Registration Data Accuracy

  • The gTLD Registration Data Accuracy Scoping Team discussed options for implementing two recommendations on current enforcement and reporting and measurement of accuracy. The team also began deliberating on performing a registrar survey for reporting on the status of the accuracy of their domains to inform work on reporting effectiveness, impact, and improvements.
  • The CPH and CSG membership session thanked the leaving chair for his heroic effort and discussed looking for a new Accuracy chair who can facilitate rather than being a subject matter expert[9]

DNS Abuse

  • The DNS Abuse Small Team discussed its outputs with the GNSO Council
  • The CPH gave a presentation on DNS Abuse Outreach
  • The ccNSO's standing committee on DNS Abuse met
  • The IPC held a closed working session on DNS Abuse
  • CPH & CSG advanced toward developing narrowly focused messaging on alignment on DNS abuse at the contractual level to be sent to ICANN org so that not every abuse ticket would be rechecked but to address systemic problems with abuse. The focus will be on maliciously registered. IPC wants to avoid expanding or changing the legal language about DNS abuse definition and is happy to keep the working definition (spec 11 3B of the RA. The goal is to close the gap in the contract because right now there’s no requirement to take action to mitigate abuse.[10]

Universal Acceptance

  • ALAC held a session for At-Large members and the ICANN community to review results and discuss the next steps from a survey the ALAC conducted with funding from an Additional Budget Request (ABR) in Fiscal Year 2022. ALAC engaged a professional survey organization to conduct a survey on a topic of interest to Internet end users and it decided to focus on IDNs and Universal Acceptance among Indian end users in the Hindi language.[11]
  • UASG met with the GNSO Council to figure out how to make UA readiness take hold more quickly around the world
  • There was a cross-community session focused on how to drive local change toward UA adoption
  • ccNSO held a UA session and created a small team of ccNSO councilors to develop a roadmap for Universal Acceptance among ccTLDs
  • There was a session dedicated to planning for UA day

Internet Fragmentation

There was a plenary on Internet Fragmentation that paid special attention to the impact of legislative developments.[12] Bruna Martins dos Santos, Pari Esfandiari, John Crain, Ram Mohan, James Bladel, Paul Wilson, Farzaneh Badii, and Nigel Hickson led the conversation. In a poll asking, “Is the Internet currently fragmented," 53% of those attending the plenary responded yes.

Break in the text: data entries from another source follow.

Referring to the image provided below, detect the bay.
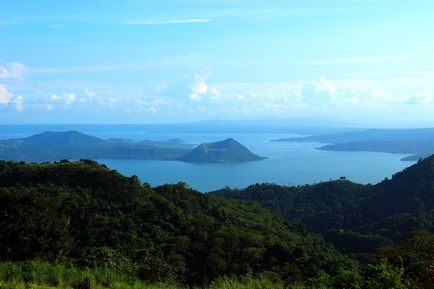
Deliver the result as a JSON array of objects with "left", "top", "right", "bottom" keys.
[{"left": 0, "top": 125, "right": 413, "bottom": 192}]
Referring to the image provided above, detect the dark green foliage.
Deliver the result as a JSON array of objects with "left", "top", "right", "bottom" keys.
[
  {"left": 369, "top": 231, "right": 434, "bottom": 289},
  {"left": 2, "top": 157, "right": 434, "bottom": 288},
  {"left": 212, "top": 156, "right": 434, "bottom": 254},
  {"left": 0, "top": 187, "right": 72, "bottom": 261},
  {"left": 0, "top": 160, "right": 351, "bottom": 285},
  {"left": 315, "top": 156, "right": 434, "bottom": 239},
  {"left": 213, "top": 180, "right": 367, "bottom": 226}
]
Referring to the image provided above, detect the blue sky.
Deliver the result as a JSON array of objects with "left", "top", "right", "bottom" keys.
[{"left": 1, "top": 0, "right": 434, "bottom": 126}]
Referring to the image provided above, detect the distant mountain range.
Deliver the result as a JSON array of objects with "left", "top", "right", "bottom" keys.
[
  {"left": 273, "top": 128, "right": 434, "bottom": 160},
  {"left": 179, "top": 138, "right": 265, "bottom": 163},
  {"left": 0, "top": 131, "right": 263, "bottom": 163},
  {"left": 191, "top": 118, "right": 351, "bottom": 127},
  {"left": 0, "top": 118, "right": 355, "bottom": 137}
]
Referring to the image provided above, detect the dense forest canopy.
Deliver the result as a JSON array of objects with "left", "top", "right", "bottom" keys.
[
  {"left": 1, "top": 158, "right": 433, "bottom": 288},
  {"left": 0, "top": 160, "right": 351, "bottom": 286},
  {"left": 212, "top": 155, "right": 434, "bottom": 255}
]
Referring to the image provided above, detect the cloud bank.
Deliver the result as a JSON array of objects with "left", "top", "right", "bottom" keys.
[
  {"left": 0, "top": 84, "right": 25, "bottom": 111},
  {"left": 0, "top": 62, "right": 27, "bottom": 79}
]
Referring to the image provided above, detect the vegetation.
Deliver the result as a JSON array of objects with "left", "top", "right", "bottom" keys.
[
  {"left": 0, "top": 131, "right": 264, "bottom": 163},
  {"left": 178, "top": 138, "right": 265, "bottom": 163},
  {"left": 0, "top": 160, "right": 350, "bottom": 287},
  {"left": 212, "top": 155, "right": 434, "bottom": 254},
  {"left": 1, "top": 158, "right": 434, "bottom": 288},
  {"left": 0, "top": 260, "right": 416, "bottom": 289},
  {"left": 0, "top": 131, "right": 193, "bottom": 162}
]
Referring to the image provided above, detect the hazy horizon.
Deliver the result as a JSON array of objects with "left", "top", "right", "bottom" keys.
[
  {"left": 1, "top": 1, "right": 434, "bottom": 127},
  {"left": 2, "top": 117, "right": 434, "bottom": 129}
]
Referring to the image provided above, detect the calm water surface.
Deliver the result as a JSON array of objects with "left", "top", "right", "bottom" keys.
[{"left": 0, "top": 125, "right": 413, "bottom": 192}]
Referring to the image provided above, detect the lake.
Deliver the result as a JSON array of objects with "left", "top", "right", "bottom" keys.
[{"left": 0, "top": 125, "right": 413, "bottom": 192}]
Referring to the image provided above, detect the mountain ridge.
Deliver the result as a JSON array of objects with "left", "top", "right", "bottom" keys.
[
  {"left": 0, "top": 131, "right": 193, "bottom": 162},
  {"left": 211, "top": 154, "right": 434, "bottom": 253},
  {"left": 0, "top": 131, "right": 264, "bottom": 163}
]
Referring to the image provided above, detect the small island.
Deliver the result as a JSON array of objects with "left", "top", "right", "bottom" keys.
[{"left": 178, "top": 138, "right": 265, "bottom": 163}]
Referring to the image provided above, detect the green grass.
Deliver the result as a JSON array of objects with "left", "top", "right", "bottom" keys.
[
  {"left": 0, "top": 260, "right": 179, "bottom": 289},
  {"left": 207, "top": 276, "right": 287, "bottom": 289},
  {"left": 0, "top": 261, "right": 292, "bottom": 289}
]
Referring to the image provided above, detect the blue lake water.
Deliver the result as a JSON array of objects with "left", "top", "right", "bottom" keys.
[{"left": 0, "top": 125, "right": 414, "bottom": 192}]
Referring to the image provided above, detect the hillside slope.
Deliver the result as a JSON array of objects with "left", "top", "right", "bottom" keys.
[
  {"left": 0, "top": 131, "right": 193, "bottom": 161},
  {"left": 0, "top": 160, "right": 350, "bottom": 285},
  {"left": 179, "top": 138, "right": 264, "bottom": 163},
  {"left": 212, "top": 155, "right": 434, "bottom": 253}
]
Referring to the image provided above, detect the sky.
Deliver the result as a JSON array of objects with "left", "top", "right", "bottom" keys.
[{"left": 1, "top": 0, "right": 434, "bottom": 126}]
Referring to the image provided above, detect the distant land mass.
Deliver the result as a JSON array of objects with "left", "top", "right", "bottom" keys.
[
  {"left": 0, "top": 118, "right": 356, "bottom": 136},
  {"left": 273, "top": 128, "right": 434, "bottom": 161},
  {"left": 179, "top": 138, "right": 265, "bottom": 163},
  {"left": 0, "top": 131, "right": 264, "bottom": 163},
  {"left": 0, "top": 131, "right": 194, "bottom": 162}
]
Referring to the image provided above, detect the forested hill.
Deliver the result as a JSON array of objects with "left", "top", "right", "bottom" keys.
[
  {"left": 212, "top": 155, "right": 434, "bottom": 253},
  {"left": 2, "top": 159, "right": 434, "bottom": 288},
  {"left": 0, "top": 131, "right": 193, "bottom": 162},
  {"left": 0, "top": 160, "right": 351, "bottom": 286}
]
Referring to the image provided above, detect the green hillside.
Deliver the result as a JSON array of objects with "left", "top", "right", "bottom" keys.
[
  {"left": 0, "top": 160, "right": 349, "bottom": 286},
  {"left": 179, "top": 138, "right": 264, "bottom": 163},
  {"left": 1, "top": 159, "right": 434, "bottom": 288},
  {"left": 212, "top": 156, "right": 434, "bottom": 254},
  {"left": 0, "top": 131, "right": 193, "bottom": 162}
]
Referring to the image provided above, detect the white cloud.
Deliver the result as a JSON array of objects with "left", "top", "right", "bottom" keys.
[
  {"left": 11, "top": 94, "right": 24, "bottom": 111},
  {"left": 49, "top": 93, "right": 77, "bottom": 105},
  {"left": 196, "top": 76, "right": 408, "bottom": 117},
  {"left": 0, "top": 62, "right": 27, "bottom": 79},
  {"left": 188, "top": 71, "right": 224, "bottom": 102},
  {"left": 315, "top": 76, "right": 337, "bottom": 97},
  {"left": 63, "top": 93, "right": 76, "bottom": 105},
  {"left": 50, "top": 94, "right": 62, "bottom": 101},
  {"left": 83, "top": 88, "right": 96, "bottom": 98},
  {"left": 189, "top": 93, "right": 202, "bottom": 101},
  {"left": 189, "top": 73, "right": 210, "bottom": 101},
  {"left": 0, "top": 84, "right": 11, "bottom": 105},
  {"left": 0, "top": 85, "right": 25, "bottom": 111},
  {"left": 209, "top": 87, "right": 222, "bottom": 101},
  {"left": 193, "top": 74, "right": 209, "bottom": 94}
]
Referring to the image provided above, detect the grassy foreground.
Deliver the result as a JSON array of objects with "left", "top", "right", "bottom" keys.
[
  {"left": 0, "top": 260, "right": 416, "bottom": 289},
  {"left": 0, "top": 260, "right": 286, "bottom": 289}
]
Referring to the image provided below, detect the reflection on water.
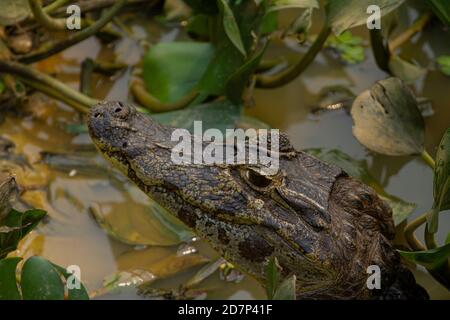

  • Crain said internet fragmentation refers to the move away from understood and agreed-upon protocol norms and standards
  • Mohan said it is like turning the internet into islands without bridges, increasing the likelihood of critical infrastructure failure and degradation of the user experience.
  • Wilson emphasized the interruption of data flow at the local level
  • Bladel focused on fragmentation prevents companies from reaching their customers

During the Plenary on Geopolitical, Legislative, and Regulatory Developments, ICANN's Government Engagement department discussed governments and IGOs' attempts to address political and social challenges with technological solutions, potentially resulting in negative unintended consequences on the Internet and ICANN’s activities and multistakeholder model of governance; some governments are especially worried about capture (unilateral decision-making and favoring vested interests).

Holistic Review

The ccNSO established a ccNSO Council drafting team to provide feedback on the draft Terms of Reference for the Holistic Review[13]

NomCom Composition

ccNSO decided to seek legal clarification on Section 8.8. of the ICANN Bylaws, which dictates that no person who serves on the Nominating Committee is eligible for nomination to any position on the Board or any other ICANN body that the Nominating Committee is responsible for filling, until the conclusion of that person's service on the Nominating Committee.[14]


The policy status report concerning UDRP, as part of Phase 2 of the PDP Review of All Rights Protection Mechanisms in All gTLDs was presented during the GNSO Council meeting.